At the end, Kevin Bacon's detective seems to be at peace with Sean Penn going unpunished. How did that sit with you?
I struggled with that for a mere moment before I realized he wanted to bring that self-perpetuating cycle to an end. He had reached that deeper understanding where you want to say, "OK, I want to bring this karmic cycle to a conclusion." So I though it was elegant.

The movie was set so strongly in Catholic Boston...
Yes, Sean Penn has a huge cross on his back with a shamrock. It's the perfect symbol for guilt and spiritual yearning at the same time, and such a big part of the whole Catholic tradition.

Yet it seemed that this Eastern idea of karma was a huge force in this story. After his daughter had died Penn says in a moment alone, "I know I contributed to your death somehow." And then he seeks revenge. What does karma really tell us about how to act in that situation?
There are two things that have been said about karma in the Eastern traditions. The first thing is, "Unfathomable is the mystery of karma." It's not just my karma. It's my karma, your karma, collective karma, the karma of our ancestors, the karmic debts that we pay. It can only be called a tangled hierarchy.

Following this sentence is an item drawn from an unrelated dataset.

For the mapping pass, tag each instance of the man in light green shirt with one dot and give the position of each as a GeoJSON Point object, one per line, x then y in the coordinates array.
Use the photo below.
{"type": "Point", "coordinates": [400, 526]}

The second thing said about karma is that karma is the ultimate affirmation of free will and the person who is aware. So the past has determined my present and it has determined the situations and circumstances of my present. However, what I do in this moment is an exercise of free will. So karma sets up the situation, but not the choices you make about the situation.

Against that force of karma, there's Sean Penn's character, this person who liked to exercise power in his community. When fate or karma brought him evil, his response was to try to reassert his power.
He represents an archetype. I lived in Boston for 20 years, and that's a very, very strong archetypal energy, the local boss, the chief, the one that you're afraid of.

Your last book is about synchronicity, and how to use it positively in life. In "Mystic River," two violent acts take place on the same night, and in that sense synchronicity drove the plot of this movie. But the results were very negative.
Every good story is a story of synchronicity. In fact, if you really go deep into any story, it's a story of synchronicity. So we generally overlook that but a story is a story because it has synchronicity, otherwise there is no story.